I first listened to The 1975 to impress a girl. We did theatre classes together and I fancied her rotten. I ended up getting her a signed photo of her favourite band for Christmas, hoping to be charming. She liked it, but didn’t take the hint. Shame really. I haven’t seen her in years, but the photo would be worth a bit if I’d kept it. Not bad for a Sharpie and some laminated paper.
So, The 1975. Led by teenage heartthrob Matty Healy, A Brief Inquiry into Online Relationships sees the band riff on an eclectic mix of the 21st century’s ills. Their style is a bit like if the Pet Shop Boys wedged their synthesiser on “funk” whilst earnestly throwing some guitars against a wall. The lyrics are a tad grandiose. The last album – with the logically obvious yet grammatically difficult title I Like It When You Sleep, for You Are So Beautiful Yet So Unaware Of It – had classics like “you look famous, let’s be friends / And portray we possess something important”. Shelley must be weeping.
But I’m an old cynic, and far from the target audience. A Brief Inquiry into Online Relationships has some genuinely good songs. ‘TooTimeTooTimeTooTime’ is catchy. ‘Love It If We Made It’ has a great chorus. ‘It’s Not Living (If it’s not with you)’ has enough rhythm, at least, for a jogging playlist.

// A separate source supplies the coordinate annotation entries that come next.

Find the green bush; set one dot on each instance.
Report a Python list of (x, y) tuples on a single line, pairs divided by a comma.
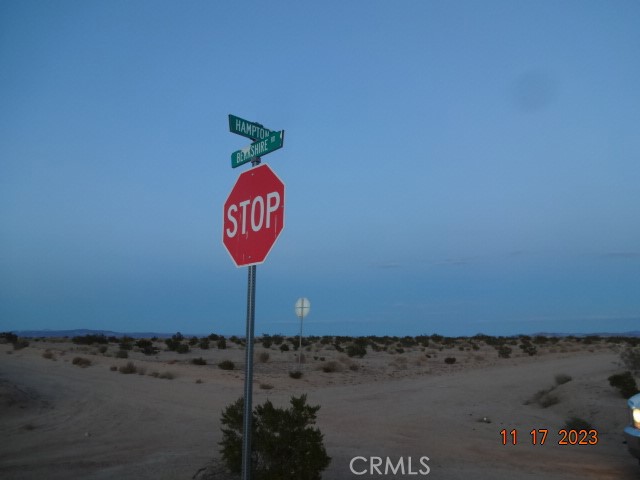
[(81, 362), (20, 344), (285, 443), (562, 378), (356, 350), (227, 365), (504, 351), (625, 383)]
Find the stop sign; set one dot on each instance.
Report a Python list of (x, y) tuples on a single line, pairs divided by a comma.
[(253, 215)]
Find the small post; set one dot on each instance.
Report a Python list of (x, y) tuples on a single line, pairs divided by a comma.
[(300, 348)]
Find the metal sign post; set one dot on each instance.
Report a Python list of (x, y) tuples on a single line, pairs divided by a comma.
[(302, 308), (253, 219), (247, 417)]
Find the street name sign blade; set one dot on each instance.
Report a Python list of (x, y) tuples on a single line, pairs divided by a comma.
[(253, 216), (252, 130), (262, 147)]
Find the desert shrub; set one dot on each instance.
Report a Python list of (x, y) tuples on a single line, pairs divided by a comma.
[(563, 378), (331, 367), (548, 400), (528, 348), (285, 443), (545, 398), (81, 362), (128, 368), (20, 343), (356, 350), (504, 351), (147, 347), (631, 358), (625, 383), (577, 423), (226, 365)]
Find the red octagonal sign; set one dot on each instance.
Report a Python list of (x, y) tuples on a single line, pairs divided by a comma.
[(253, 215)]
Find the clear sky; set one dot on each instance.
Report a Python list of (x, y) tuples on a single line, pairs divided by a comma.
[(452, 167)]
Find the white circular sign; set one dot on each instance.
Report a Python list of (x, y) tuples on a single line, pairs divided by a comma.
[(302, 307)]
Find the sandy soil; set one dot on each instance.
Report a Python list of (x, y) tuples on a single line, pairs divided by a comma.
[(61, 421)]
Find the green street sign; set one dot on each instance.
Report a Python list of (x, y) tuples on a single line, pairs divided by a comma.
[(248, 129), (273, 142)]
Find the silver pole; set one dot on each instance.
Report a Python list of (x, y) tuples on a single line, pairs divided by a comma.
[(248, 368), (248, 376), (300, 345)]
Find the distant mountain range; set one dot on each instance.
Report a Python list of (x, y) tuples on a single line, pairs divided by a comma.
[(109, 333)]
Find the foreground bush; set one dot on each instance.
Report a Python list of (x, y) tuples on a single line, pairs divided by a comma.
[(285, 445)]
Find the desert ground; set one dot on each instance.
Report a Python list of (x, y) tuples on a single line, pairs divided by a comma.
[(63, 418)]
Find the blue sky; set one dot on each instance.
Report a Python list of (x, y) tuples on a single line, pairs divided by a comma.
[(451, 167)]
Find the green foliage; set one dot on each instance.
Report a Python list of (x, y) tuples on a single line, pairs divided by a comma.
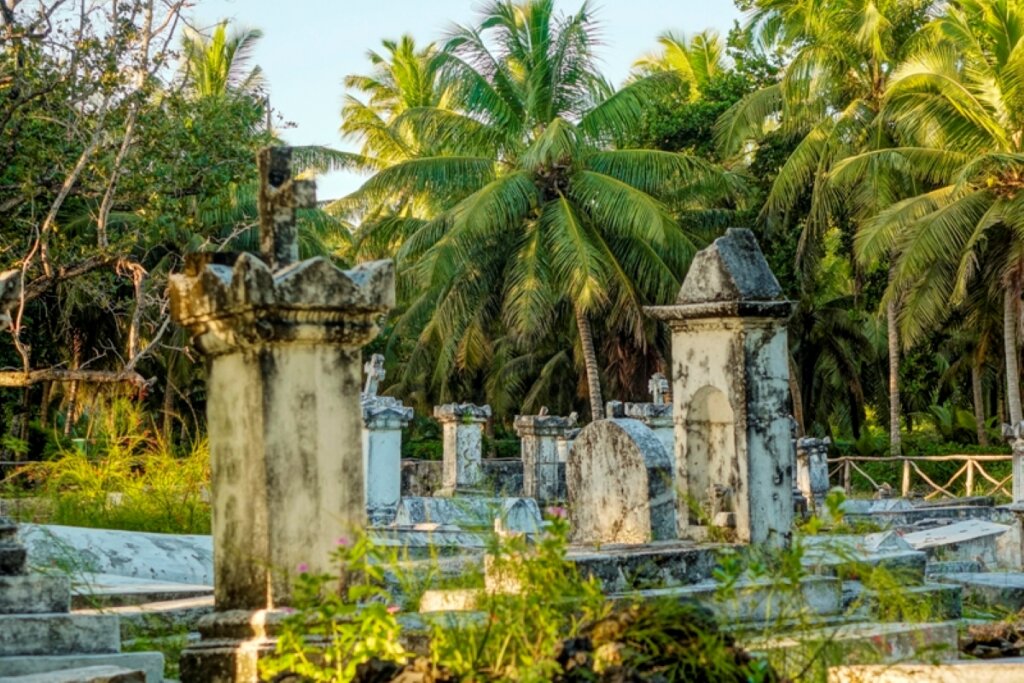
[(339, 623), (127, 477), (520, 632)]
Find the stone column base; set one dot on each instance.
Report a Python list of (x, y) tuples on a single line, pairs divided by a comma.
[(230, 646), (381, 515)]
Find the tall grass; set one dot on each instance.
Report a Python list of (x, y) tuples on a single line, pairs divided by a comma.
[(127, 475)]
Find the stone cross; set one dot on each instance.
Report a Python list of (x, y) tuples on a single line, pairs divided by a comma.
[(620, 484), (658, 387), (1015, 435), (375, 375), (10, 293), (280, 197), (730, 390)]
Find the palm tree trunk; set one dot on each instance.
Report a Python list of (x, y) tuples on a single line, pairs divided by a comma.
[(797, 396), (590, 361), (1011, 306), (979, 401), (894, 407), (168, 410)]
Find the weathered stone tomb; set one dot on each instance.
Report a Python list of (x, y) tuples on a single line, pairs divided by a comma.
[(543, 476), (734, 460), (282, 340)]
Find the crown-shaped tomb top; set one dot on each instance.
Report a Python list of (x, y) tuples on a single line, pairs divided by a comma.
[(210, 291)]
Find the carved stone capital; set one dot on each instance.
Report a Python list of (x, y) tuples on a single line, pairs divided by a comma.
[(233, 302), (10, 292)]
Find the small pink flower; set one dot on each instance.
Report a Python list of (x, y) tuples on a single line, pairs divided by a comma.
[(557, 511)]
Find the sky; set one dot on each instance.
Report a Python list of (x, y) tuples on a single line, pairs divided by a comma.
[(308, 47)]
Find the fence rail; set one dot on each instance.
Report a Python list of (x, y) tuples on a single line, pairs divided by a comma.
[(973, 471)]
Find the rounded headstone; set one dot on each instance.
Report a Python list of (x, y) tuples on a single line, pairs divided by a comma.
[(621, 486)]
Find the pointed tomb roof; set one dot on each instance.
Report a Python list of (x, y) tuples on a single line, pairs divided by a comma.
[(730, 278)]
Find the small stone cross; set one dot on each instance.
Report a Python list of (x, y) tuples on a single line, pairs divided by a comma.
[(280, 196), (375, 375), (658, 387)]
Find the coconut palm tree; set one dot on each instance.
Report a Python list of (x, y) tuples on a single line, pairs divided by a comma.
[(697, 59), (218, 63), (380, 112), (828, 98), (956, 108), (538, 211)]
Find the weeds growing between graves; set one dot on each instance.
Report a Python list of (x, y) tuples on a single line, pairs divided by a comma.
[(537, 621), (126, 475)]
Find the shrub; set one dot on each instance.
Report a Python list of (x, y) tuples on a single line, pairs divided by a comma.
[(126, 476)]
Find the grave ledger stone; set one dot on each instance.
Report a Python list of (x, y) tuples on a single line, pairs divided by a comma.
[(734, 457), (462, 436), (620, 484)]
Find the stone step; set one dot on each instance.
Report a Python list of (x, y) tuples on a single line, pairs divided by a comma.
[(113, 590), (58, 634), (84, 675), (517, 514), (749, 602), (34, 594), (755, 601), (893, 641), (152, 664), (966, 671), (168, 557), (1004, 590), (933, 600), (971, 540), (928, 515), (158, 616)]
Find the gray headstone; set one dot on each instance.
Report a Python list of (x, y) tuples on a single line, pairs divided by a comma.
[(620, 484)]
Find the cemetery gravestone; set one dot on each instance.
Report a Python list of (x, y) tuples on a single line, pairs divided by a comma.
[(734, 456), (620, 484), (462, 434), (812, 470), (540, 434)]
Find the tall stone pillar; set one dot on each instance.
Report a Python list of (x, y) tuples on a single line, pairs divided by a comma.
[(540, 434), (1015, 435), (812, 470), (383, 420), (282, 342), (462, 433), (730, 393)]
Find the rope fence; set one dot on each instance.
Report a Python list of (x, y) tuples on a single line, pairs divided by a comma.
[(972, 470)]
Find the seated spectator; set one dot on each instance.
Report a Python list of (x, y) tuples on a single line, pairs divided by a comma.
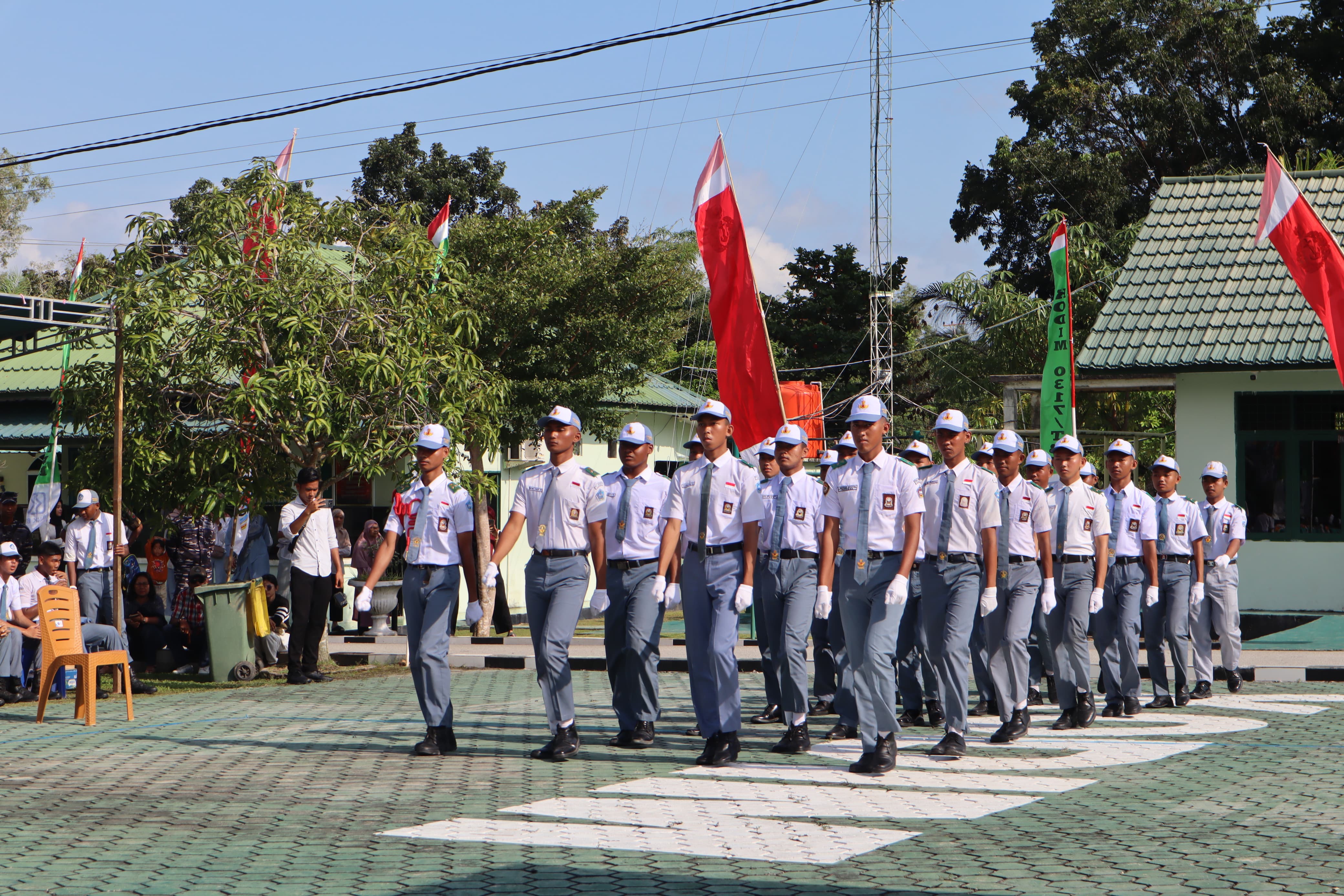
[(187, 633), (146, 621), (278, 608)]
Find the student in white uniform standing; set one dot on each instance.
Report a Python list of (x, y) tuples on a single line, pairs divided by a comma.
[(1226, 532), (1131, 581), (564, 507)]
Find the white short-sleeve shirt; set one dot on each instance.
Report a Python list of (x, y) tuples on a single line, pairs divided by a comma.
[(432, 516), (580, 499)]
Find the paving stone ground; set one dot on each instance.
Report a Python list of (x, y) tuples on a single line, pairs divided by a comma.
[(286, 790)]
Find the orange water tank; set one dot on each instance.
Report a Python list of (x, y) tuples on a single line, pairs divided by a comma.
[(803, 406)]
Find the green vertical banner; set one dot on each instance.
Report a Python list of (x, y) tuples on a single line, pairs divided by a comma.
[(1057, 381)]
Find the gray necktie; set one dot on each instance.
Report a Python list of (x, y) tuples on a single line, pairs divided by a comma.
[(782, 510), (861, 555)]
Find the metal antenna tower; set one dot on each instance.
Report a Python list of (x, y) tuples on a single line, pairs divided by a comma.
[(882, 291)]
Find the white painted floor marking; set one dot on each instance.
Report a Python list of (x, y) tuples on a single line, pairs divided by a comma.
[(711, 836), (900, 778)]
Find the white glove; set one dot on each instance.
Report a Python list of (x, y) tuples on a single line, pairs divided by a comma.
[(474, 613), (988, 600), (742, 600), (823, 608), (600, 601), (1047, 597), (898, 592)]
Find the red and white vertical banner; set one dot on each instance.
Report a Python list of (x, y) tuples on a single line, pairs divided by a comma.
[(748, 382)]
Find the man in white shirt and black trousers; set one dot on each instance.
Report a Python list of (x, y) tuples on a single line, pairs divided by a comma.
[(876, 499), (307, 528), (717, 499), (436, 518), (634, 624), (960, 567), (564, 507), (1131, 581)]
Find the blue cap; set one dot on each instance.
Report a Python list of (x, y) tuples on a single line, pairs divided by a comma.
[(867, 409)]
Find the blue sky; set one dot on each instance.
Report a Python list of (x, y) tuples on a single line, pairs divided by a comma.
[(800, 173)]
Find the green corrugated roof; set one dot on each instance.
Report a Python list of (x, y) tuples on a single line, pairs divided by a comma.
[(1197, 293)]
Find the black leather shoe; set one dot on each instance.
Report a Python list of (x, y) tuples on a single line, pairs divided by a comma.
[(795, 741), (643, 735), (936, 715), (768, 715), (564, 745), (843, 733), (952, 745), (1065, 722), (439, 741)]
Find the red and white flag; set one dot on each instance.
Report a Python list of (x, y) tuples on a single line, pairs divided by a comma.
[(748, 382), (1309, 250)]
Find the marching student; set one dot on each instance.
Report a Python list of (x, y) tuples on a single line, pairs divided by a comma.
[(787, 578), (1225, 524), (436, 518), (634, 621), (768, 467), (960, 570), (1133, 561), (717, 499), (876, 500), (1080, 536), (1181, 578), (564, 507), (1023, 541)]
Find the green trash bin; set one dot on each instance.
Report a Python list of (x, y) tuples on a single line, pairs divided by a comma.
[(233, 648)]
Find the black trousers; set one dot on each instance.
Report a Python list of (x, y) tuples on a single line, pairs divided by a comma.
[(310, 596)]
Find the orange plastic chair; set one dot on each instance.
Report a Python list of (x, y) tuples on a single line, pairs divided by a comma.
[(62, 645)]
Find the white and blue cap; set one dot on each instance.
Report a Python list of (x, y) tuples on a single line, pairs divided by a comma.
[(952, 421), (1123, 447), (562, 416), (867, 409), (1170, 463), (1010, 441), (716, 409), (919, 448), (791, 434), (1069, 444), (636, 433), (433, 437)]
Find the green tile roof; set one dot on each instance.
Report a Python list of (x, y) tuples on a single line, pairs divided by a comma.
[(1197, 293)]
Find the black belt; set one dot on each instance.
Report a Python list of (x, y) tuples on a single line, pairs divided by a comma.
[(631, 565), (710, 550)]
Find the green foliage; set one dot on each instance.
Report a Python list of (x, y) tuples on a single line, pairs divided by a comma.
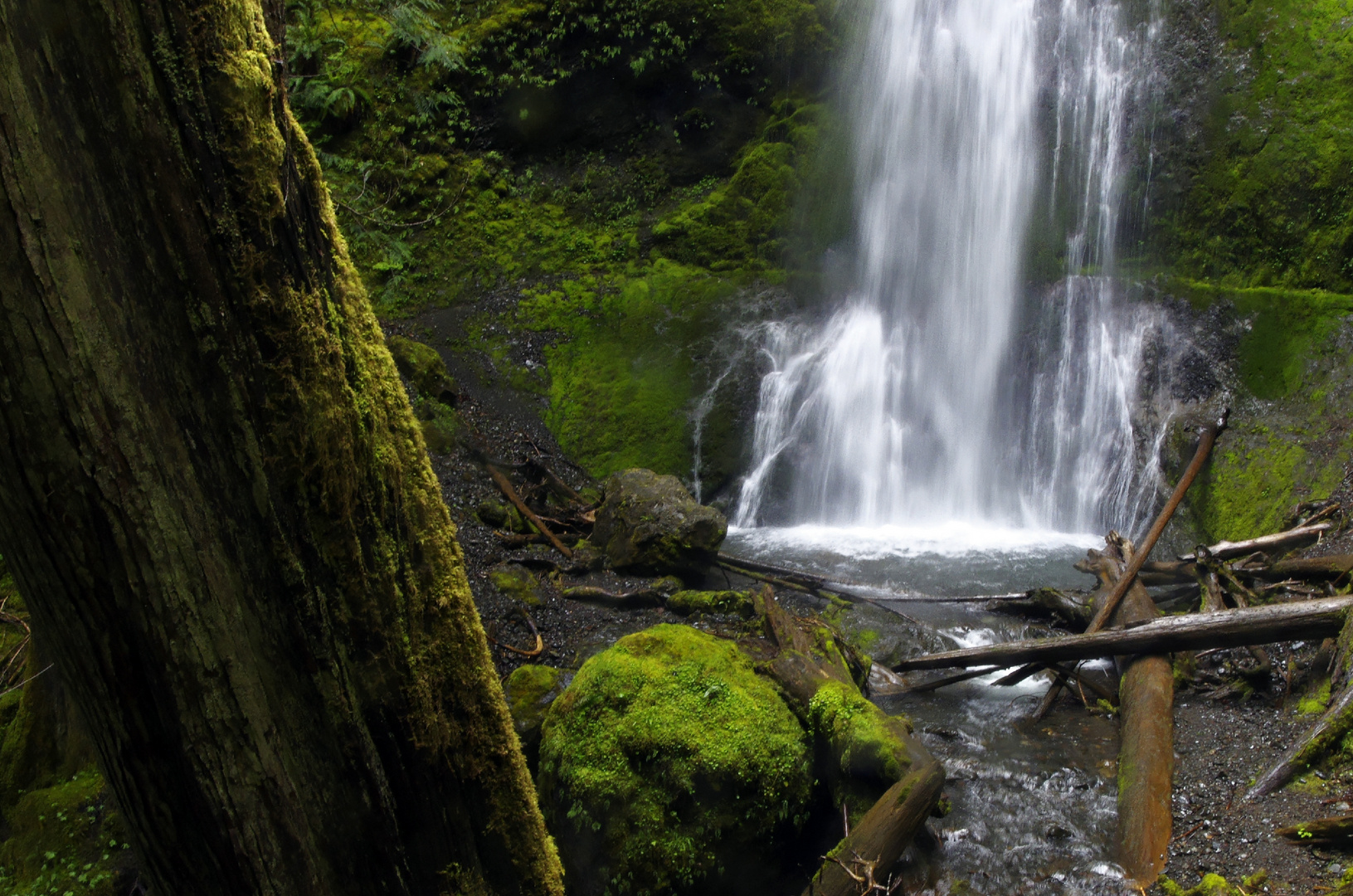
[(460, 144), (670, 757), (864, 742), (1215, 885), (64, 840), (1271, 202), (1314, 703), (729, 602)]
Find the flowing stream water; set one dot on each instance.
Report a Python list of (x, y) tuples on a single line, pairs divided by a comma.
[(949, 429)]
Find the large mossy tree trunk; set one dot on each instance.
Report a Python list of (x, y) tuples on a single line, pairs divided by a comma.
[(212, 488)]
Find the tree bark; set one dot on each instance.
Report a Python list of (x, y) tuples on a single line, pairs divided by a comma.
[(1278, 542), (1303, 621), (212, 490)]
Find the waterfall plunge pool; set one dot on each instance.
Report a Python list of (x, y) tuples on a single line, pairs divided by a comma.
[(1034, 804)]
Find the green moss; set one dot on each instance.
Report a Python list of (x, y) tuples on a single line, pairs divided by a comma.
[(866, 752), (64, 840), (1284, 329), (1214, 885), (1271, 199), (1316, 703), (667, 760), (731, 602), (422, 367)]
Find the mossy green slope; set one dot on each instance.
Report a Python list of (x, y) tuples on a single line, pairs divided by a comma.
[(667, 761), (1288, 439), (623, 168), (1271, 199)]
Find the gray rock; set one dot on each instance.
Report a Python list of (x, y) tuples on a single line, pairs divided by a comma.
[(651, 523)]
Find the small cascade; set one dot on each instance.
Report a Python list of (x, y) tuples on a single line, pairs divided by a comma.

But by the time you’re reaching the vainglory of ‘The Man Who Married a Robot’, something’s going wrong. Art is staring to imitate life. It’s about a man whose lonely life revolves around the internet, narrated by a cod-Google Translate electronic voice. For an album about online relationships, something about a relationship with the online doesn’t seem that unusual. But, in writing it, The 1975 have been wilfully blind to just how much it sums them up.
1975 was great for music. Two number ones are certified classics – Space Oddity and Bohemian Rhapsody. They are iconic because they’re unique. Not only are they well written, memorable and catchy – even operatic – but they boldly go where music hasn’t gone before. This isn’t true of The 1975. Not the opera bit, though they do lack there. No, this album’s real problem is its jarring predictability.
I blame the internet. Like many, I listened to this album on Spotify. For reasonable fees we get all the music we’d want just a few clicks away. My Dad, his school lunchtimes lost trawling the record shops of 80s Aylesbury, finds this magical. For me, self-conscious young fogey I am, it’s quite sad. Music is being ruined.
No longer does it need to be genuinely different to win success, like Bowie and Queen. Instead it’s the same pseudo-edgy Sixth Form poetry being churned out again and again to an audience getting exactly what they want. If we want, our Song Radio can find us a hundred other songs from a hundred similar bands all trying equally to be daring and new. The revolutionary in commonplace. How is that anything but dull?
The 1975 typify this. Some robotic pretentious waffle. Some cynical love songs. Some good hooks, a few nice bridges. Rinse and repeat for an album for an identikit album, with a dozen else out there the same.
This album, then, is like my gift to that girl – grandiose and well-intended, but woefully missing its mark. In trying to make an interesting point about how the internet corrupts us, it falls victim to the same malaise. A shame, as “Love It If We Made it” really is quite good. Who knows, maybe better things are on the horizon.